In about half of the cases examined, the individuals in question had resided in the United States for more than 10 years or had deep ties to the community, such as U.S. citizen family members, the report said.
"As a whole, the cases starkly illustrate how individuals who present no criminal justice concern to [local law enforcement agencies] and no risk to public safety are nevertheless being funneled into the removal process," the report states.
The Obama administration insists that a majority of those it deports have committed crimes and fit the profile of "worst of the worst." In a blog post on Tuesday, White House director of Intergovernmental Affairs Cecilia Munoz wrote that more than half of all removals were of people with criminal records, while non-criminals were mostly repeat immigration law offenders.
"Those statistics matter," Munoz wrote. "While we have more work to do, the statistics demonstrate that the strategy DHS put in place is working."
On Thursday, the administration announced it would conduct a case-by-case review of cases pending in the immigration system and close those of people considered "low-priority" for immigration enforcement.
View this slideshow to see who could benefit from prosecutorial discretion under the new policy:
Undocumented young people who want to go to college or join the military -- the same individuals who would benefit from the DREAM Act -- could see their cases closed by the Department of Homeland Security. Immigration agents are instructed to factor in "the person's pursuit of education in the United States, with particular consideration given to those who have graduated from a U.S. high school or have successfully pursued or are pursuing a college or advanced degree at a legitimate institution of higher education in the United States." This could help young people in deportation proceedings, such as Monji Dolon, a 25-year-old born in Bangladesh who is slated for deportation.
Immigration officials are also instructed to consider "whether the person, or the person's immediate relative, has served in the U.S. military, reserves, or national guard, with particular consideration given to those who served in combat" when making deportation decisions.

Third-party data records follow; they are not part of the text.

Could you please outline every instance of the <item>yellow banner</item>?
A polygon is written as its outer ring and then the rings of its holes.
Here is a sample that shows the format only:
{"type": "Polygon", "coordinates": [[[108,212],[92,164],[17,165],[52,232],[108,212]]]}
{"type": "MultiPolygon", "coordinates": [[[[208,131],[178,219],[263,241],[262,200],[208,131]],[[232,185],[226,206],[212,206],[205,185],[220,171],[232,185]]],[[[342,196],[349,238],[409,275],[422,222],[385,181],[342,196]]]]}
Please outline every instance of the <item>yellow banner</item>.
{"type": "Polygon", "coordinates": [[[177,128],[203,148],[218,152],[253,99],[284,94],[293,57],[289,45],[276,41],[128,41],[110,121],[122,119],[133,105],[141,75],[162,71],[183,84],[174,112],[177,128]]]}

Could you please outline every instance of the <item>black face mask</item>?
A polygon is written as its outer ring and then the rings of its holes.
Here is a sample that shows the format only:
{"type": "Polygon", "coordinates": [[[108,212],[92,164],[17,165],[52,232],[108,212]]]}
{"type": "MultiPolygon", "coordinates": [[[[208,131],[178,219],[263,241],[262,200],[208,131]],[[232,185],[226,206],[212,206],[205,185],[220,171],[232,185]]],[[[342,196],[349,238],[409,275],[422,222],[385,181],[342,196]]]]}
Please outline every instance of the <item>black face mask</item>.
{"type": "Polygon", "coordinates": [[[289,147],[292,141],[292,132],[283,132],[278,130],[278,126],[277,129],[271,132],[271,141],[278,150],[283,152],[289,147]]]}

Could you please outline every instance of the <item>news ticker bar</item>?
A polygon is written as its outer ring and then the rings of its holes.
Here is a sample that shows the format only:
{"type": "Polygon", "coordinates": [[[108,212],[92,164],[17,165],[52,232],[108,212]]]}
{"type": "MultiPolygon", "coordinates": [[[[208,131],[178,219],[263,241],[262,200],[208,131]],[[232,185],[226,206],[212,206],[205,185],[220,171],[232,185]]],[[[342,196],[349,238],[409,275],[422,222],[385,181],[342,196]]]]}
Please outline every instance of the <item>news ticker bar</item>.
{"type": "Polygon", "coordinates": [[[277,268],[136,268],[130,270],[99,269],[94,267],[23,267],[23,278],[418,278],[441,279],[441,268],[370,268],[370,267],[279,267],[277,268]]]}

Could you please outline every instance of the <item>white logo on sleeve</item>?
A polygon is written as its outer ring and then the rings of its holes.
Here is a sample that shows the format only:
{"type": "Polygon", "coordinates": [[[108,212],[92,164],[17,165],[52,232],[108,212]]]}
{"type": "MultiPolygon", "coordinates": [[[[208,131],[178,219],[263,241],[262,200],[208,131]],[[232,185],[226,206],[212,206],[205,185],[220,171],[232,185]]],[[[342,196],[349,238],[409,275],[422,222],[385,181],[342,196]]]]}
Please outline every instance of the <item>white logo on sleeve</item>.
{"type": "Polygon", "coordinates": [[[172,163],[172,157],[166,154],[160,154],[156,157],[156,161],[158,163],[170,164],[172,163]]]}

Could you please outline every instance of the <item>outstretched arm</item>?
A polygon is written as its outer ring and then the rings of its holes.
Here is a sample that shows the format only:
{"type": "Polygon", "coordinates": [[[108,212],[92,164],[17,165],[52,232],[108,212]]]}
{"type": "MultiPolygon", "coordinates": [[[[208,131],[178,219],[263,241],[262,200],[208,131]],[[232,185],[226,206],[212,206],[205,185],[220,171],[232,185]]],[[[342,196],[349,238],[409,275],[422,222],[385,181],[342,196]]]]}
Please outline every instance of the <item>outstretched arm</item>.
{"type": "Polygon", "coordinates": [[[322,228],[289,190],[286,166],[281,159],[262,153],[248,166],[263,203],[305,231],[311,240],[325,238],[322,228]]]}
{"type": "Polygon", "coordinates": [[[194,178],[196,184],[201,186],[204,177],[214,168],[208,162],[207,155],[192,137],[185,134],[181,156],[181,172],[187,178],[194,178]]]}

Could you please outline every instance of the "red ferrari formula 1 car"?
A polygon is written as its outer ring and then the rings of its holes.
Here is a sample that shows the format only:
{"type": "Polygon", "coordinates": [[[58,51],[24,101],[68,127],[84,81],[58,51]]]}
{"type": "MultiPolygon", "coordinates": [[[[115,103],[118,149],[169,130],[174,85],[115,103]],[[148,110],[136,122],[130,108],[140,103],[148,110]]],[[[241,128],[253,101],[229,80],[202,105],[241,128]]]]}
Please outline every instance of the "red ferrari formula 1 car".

This could help keep family members of troops out of deportation proceedings.
Immediate family members of U.S. citizens are designated as low priority for deportation if they have no criminal record. Officials are instructed to factor "whether the person has a U.S. citizen or permanent resident spouse, child, or parent," potentially helping families like Hope and Nazry Mustakim, who are fighting for Nazry to stay in the country.
Binational same-sex couples will be treated as families -- despite the Defense of Marriage Act -- in the eyes of immigration agents, senior administration officials confirmed in a call with reporters.
Immigration officials are told to consider age, particularly for the elderly and minors, when making immigration enforcement decisions.
Discretion should be applied in some cases where the immigrant is a primary caretaker of a disabled or seriously ill relative, according to the DHS memo. Immigration agents are also instructed to consider whether the person's spouse is pregnant or nursing.
Immigration agents are instructed to factor "whether the person is likely to be granted temporary or permanent status or other relief from removal, including as an asylum seeker, or a victim of domestic violence, human trafficking, or other crime." If the person is likely to receive asylum, that person will be considered low priority for deportation.
Immigrants with severe mental and physical illnesses may be safe from deportation in some cases, provided they have not committed serious crimes. Officials are told to consider physical and mental illness when making a decision about deportation.